Para os adeptos do faça-você-mesmo, ele diz, "[o seu estimulante cerebral caseiro] pode aliviar a depressão, mas até aí, uma pílula de placebo também alivia".

Mas ele concorda que as possibilidades são amplas, em partes por conta das diversas formas de estímulo cerebral. Além de lançar correntes crânio adentro, os pesquisadores estão de olho em ímãs, e como eles podem facilitar o fluxo de correntes elétricas no cérebro, e estão se aprofundando em optogenética, uma forma de alterar células cerebrais específicas para fazer com que se conectem a espectros de luz e, assim, percorram o crânio e o cérebro.

No entanto, o crânio pode ser uma barreira resistente à penetração do cérebro.

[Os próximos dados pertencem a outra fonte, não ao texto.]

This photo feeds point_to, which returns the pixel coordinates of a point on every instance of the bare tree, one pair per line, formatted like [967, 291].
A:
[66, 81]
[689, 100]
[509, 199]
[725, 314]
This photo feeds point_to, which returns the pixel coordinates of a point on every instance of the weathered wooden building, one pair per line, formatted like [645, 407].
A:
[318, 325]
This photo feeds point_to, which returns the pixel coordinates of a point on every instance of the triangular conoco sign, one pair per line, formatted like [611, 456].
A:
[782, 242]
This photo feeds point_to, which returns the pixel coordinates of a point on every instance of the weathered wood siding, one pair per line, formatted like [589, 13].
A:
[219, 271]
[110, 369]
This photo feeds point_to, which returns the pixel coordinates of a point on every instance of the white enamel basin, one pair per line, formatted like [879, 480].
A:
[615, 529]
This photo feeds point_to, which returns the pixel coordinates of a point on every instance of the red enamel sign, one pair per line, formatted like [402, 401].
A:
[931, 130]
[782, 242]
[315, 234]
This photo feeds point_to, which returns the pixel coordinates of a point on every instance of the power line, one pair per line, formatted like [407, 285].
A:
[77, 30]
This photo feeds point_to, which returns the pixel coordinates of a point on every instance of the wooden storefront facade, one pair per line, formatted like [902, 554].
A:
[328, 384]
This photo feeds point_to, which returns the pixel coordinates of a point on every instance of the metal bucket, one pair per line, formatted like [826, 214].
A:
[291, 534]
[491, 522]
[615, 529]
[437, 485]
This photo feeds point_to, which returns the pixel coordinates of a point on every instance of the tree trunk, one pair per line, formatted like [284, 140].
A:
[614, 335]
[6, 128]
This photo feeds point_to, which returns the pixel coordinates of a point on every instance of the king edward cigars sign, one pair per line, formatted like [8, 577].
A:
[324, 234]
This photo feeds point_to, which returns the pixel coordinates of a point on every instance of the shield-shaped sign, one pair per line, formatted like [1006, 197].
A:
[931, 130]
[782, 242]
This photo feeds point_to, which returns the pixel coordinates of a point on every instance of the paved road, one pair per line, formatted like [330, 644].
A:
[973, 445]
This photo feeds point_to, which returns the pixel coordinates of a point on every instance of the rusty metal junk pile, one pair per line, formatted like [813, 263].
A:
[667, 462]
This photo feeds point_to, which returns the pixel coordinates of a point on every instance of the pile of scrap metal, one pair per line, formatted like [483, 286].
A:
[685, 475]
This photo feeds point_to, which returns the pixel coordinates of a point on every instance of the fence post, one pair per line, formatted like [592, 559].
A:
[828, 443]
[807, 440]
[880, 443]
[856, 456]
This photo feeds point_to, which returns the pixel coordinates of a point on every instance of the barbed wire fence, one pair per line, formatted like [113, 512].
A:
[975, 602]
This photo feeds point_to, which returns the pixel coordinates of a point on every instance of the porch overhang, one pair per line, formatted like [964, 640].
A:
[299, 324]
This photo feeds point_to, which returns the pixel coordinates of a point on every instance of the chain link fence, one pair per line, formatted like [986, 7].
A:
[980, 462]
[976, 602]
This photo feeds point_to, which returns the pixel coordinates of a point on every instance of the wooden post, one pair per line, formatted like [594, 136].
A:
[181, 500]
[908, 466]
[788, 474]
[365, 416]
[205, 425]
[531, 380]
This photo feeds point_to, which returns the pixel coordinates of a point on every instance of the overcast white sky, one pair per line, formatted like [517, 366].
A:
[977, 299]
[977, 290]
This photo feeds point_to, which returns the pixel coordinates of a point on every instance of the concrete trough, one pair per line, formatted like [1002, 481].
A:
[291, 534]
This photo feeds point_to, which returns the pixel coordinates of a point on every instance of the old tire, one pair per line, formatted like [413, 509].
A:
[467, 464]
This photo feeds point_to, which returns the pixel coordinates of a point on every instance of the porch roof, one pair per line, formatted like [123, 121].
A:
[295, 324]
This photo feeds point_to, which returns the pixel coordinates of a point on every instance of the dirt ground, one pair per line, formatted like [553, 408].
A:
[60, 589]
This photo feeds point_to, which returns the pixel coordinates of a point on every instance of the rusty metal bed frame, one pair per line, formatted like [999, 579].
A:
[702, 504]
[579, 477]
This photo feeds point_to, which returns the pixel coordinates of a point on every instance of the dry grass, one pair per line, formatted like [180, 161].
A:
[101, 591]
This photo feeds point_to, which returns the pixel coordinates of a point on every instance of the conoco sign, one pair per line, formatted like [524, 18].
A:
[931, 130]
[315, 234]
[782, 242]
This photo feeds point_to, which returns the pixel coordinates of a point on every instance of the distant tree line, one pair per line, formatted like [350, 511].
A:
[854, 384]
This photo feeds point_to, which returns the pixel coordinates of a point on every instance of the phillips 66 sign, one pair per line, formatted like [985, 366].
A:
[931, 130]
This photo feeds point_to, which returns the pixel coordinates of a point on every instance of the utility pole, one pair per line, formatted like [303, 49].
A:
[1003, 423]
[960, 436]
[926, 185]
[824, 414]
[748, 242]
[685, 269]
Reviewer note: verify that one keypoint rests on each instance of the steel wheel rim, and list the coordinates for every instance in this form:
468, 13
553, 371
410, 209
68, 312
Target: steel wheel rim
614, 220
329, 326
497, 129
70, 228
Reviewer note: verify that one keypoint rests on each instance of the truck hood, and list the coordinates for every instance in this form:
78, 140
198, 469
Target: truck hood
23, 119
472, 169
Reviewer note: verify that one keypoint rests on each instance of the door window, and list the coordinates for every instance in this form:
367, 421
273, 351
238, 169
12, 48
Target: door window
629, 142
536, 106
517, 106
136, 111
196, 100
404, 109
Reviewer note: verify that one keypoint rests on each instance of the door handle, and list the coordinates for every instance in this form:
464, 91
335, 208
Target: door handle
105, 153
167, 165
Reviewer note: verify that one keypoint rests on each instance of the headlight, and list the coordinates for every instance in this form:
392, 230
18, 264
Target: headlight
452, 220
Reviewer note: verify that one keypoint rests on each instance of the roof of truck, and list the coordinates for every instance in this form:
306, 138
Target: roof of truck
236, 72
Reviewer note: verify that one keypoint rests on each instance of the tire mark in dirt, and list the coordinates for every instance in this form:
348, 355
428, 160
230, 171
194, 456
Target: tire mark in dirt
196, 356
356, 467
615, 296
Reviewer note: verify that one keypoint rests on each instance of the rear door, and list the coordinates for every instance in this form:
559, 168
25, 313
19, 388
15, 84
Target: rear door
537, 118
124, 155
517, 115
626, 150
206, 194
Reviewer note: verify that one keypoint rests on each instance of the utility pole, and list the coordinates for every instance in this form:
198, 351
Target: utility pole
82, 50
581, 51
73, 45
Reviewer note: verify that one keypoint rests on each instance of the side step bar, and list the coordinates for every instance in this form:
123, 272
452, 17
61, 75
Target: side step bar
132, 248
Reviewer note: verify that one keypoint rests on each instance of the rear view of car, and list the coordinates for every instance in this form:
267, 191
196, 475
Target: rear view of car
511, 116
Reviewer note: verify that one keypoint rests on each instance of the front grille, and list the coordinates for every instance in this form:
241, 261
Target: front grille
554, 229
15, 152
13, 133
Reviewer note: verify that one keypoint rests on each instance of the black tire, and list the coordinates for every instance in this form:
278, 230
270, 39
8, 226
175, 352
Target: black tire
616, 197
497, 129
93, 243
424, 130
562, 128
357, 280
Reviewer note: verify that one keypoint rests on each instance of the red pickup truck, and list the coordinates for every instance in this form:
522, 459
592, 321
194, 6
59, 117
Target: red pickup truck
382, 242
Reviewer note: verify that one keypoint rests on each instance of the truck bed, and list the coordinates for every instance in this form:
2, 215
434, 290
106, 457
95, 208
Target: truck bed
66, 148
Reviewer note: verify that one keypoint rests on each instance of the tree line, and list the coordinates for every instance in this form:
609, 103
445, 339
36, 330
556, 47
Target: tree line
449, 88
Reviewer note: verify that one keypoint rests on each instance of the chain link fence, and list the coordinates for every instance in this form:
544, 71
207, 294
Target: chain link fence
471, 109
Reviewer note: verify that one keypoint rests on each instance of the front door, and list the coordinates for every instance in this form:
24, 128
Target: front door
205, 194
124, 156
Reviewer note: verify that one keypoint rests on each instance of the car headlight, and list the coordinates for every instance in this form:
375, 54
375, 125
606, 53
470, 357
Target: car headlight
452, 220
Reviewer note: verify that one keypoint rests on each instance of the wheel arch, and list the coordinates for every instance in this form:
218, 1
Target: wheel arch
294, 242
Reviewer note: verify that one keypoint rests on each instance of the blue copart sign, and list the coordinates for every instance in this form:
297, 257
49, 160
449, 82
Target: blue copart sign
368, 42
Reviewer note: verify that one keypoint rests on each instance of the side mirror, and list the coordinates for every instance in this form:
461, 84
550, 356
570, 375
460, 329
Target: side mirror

Pandurangi está estudando uma maneira para contornar isso, testando a estimulação cerebral direta (DBS). Psiquiatra por formação, ele monitora marca-passos que foram cirurgicamente implantados no meio do cérebro para mandar impulsos elétricos direto para o tecido do órgão, em vez do crânio. O fluxo direto de eletricidade colide com um dos maiores problemas da tDCS: como aplicar o estímulo sem escaldar a pele?

Enquanto a tDCS está acorrentada ao modo de segurança infantil, a DBS apresenta seus próprios riscos, relacionados principalmente às complicações de infecções ou sangramentos causados pela cirurgia que implanta o marca-passo. Apesar de ter recebido aval da FDA para o tratamento de Parkinson e distonia, a DBS ainda está na fase de testes iniciais em transtornos psicológicos como TOC e depressão.

Pandurangi está trabalhando nisso. Ele estima que apenas 500 pessoas, aproximadamente, já receberam DBS para depressão. E conta que o tratamento já ajudou alguns de seus pacientes mais catatônicos a retomar sinais de vida.

"[Uma paciente] tomou remédios durante 20 anos e não melhorou", diz ele. Ela recebeu DBS por um tempo, e agora não está curada, mas consegue administrar melhor a depressão, embora precise fazer terapia junto. "Se você perguntar, ela dirá que a DBS é um bom substituto para pílulas."

Esses vislumbres de esperança são a motivação dos pesquisadores que tentam dobrar — e aumentar ainda mais — os estudos dos eletrocêuticos, embora isso implique enfrentar medos enraizados e as normas impostas por uma das indústrias mais poderosas do planeta.